The firm defines speculative trading as activity in unprofitable companies, penny stocks, and stocks trading at more than 10 times enterprise value to sales.
On the macroeconomic side, Goldman says the biggest risks would come from either a sharp economic slowdown or a more hawkish shift in interest rate policy. For now, neither appears imminent. Still, the bank expects the backdrop to become less supportive later in the year as fiscal and monetary tailwinds fade and AI-driven disruption accelerates.
Slowing Earnings Growth and Rising Political Uncertainty
Looking ahead, Goldman expects S&P 500 earnings growth to slow slightly in 2027 compared to 2026. In addition, the approach of midterm elections could bring higher policy uncertainty and market volatility, as history suggests. While new policy tailwinds are possible, investors should prepare for a noisier market environment.
AI Spending Is Booming — But Debt Is Rising Too
One growing concern is the scale of AI investment. Goldman notes that corporate capital expenditures have surged to around 75% of cash flow, meaning future spending growth will increasingly be financed through debt.
“As spending and debt grow, so do the profits eventually required to justify those investments,” the strategists warn.

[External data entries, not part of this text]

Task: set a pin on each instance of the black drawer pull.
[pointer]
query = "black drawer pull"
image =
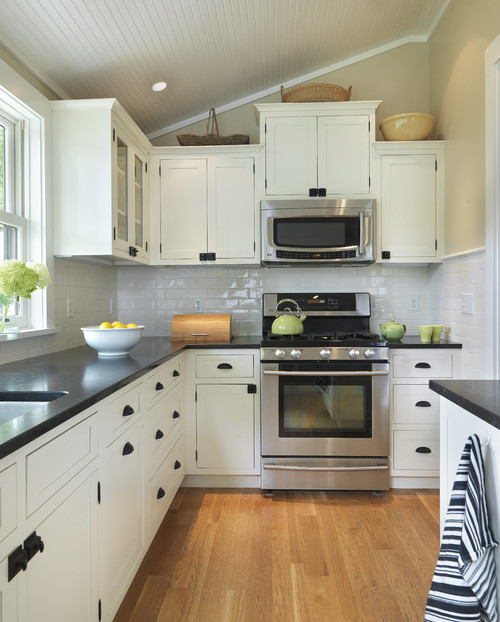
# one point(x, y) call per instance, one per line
point(127, 411)
point(128, 448)
point(423, 450)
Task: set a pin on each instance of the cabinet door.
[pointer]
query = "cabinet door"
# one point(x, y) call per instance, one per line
point(183, 209)
point(344, 154)
point(225, 427)
point(61, 582)
point(121, 537)
point(231, 208)
point(409, 206)
point(291, 155)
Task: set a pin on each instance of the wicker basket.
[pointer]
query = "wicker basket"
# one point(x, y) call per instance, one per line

So far, mega-cap technology leaders such as Amazon, Alphabet, Meta, and Microsoft have seen their stock prices rise largely in line with earnings expectations. Unlike the late 1990s tech bubble, valuations today have not detached dramatically from near-term fundamentals.

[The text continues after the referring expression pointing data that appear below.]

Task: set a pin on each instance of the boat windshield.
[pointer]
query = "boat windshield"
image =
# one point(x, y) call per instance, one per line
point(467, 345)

Introducing “Phase 3-D”: Where AI Meets the Physical World
Goldman believes the next major leg of the AI investment cycle will not come from chips and data centers alone — but from AI-powered robotics and automation.

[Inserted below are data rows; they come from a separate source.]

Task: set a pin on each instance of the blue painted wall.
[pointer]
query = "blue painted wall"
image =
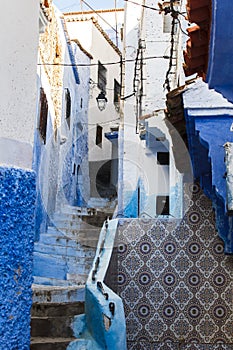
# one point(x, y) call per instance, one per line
point(206, 136)
point(17, 205)
point(220, 69)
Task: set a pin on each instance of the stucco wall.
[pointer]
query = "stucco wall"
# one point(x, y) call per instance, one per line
point(19, 44)
point(175, 281)
point(144, 31)
point(17, 204)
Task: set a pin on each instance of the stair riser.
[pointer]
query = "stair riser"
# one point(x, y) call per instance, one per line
point(50, 346)
point(49, 239)
point(51, 327)
point(63, 251)
point(58, 266)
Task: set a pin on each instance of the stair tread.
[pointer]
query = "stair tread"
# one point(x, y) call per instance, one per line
point(36, 340)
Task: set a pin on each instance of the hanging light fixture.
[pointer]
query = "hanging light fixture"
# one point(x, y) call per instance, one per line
point(101, 101)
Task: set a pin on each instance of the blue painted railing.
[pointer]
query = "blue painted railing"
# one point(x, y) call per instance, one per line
point(103, 325)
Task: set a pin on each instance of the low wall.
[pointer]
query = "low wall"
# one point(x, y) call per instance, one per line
point(17, 205)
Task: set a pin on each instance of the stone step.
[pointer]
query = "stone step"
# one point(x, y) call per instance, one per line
point(72, 224)
point(47, 343)
point(47, 281)
point(56, 238)
point(57, 294)
point(72, 232)
point(72, 279)
point(57, 309)
point(51, 326)
point(68, 209)
point(56, 249)
point(57, 266)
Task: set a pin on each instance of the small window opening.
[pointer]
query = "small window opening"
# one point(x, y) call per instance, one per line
point(74, 169)
point(99, 135)
point(163, 158)
point(117, 94)
point(68, 106)
point(43, 115)
point(162, 205)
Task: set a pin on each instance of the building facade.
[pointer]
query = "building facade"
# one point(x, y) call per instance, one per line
point(151, 183)
point(105, 81)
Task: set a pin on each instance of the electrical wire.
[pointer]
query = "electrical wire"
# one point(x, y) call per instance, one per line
point(103, 123)
point(166, 9)
point(148, 7)
point(103, 19)
point(104, 64)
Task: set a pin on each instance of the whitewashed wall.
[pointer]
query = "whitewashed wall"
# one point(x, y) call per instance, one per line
point(19, 44)
point(140, 166)
point(101, 50)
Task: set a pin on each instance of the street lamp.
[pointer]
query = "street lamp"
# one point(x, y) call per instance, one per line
point(101, 101)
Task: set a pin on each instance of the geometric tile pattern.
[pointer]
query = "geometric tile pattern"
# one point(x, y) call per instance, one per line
point(175, 281)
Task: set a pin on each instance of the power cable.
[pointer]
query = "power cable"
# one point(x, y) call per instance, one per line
point(104, 64)
point(103, 19)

The firm calls this trend “Phase 3-D” — the stage where artificial intelligence moves beyond software and into the physical world.
A group of 26 stocks commonly held in U.S. robotics and automation ETFs — including Kratos Defense, Joby Aviation, AeroVironment, and Teradyne — delivered strong outperformance in early 2023 and again in 2025. Despite this, the group still trades at a relatively reasonable 26 times forward earnings.
Even more interesting: investor positioning remains light. The largest robotics ETFs attracted only about $750 million in inflows in the second half of last year, suggesting this theme is still under-owned and underappreciated.
The Next Phase of the AI Stock Trade
Goldman expects the AI trade to broaden as infrastructure spending slows and corporate adoption accelerates. The firm sees three key groups gaining attention:
- “Phase 4” companies that use AI to improve efficiency and margins
- “Phase 3” companies whose revenues benefit directly from AI adoption
- “Phase 3-D” companies that bring AI into the real world through robotics and automation
As this shift unfolds, robotics and automation stocks could become one of the most important — and overlooked — opportunities in the next chapter of the AI bull market.
Bottom Line: Robotics and Automation Could Be the Next AI Investing Boom
While Goldman Sachs warns that the broader stock market is entering a more fragile and volatile phase, the bank also sees a powerful new opportunity forming.
As artificial intelligence moves from the digital world into factories, warehouses, defense systems, and transportation, AI-driven robotics and automation stocks may become the next major winners of the AI revolution — and one of the most compelling investment themes for long-term investors.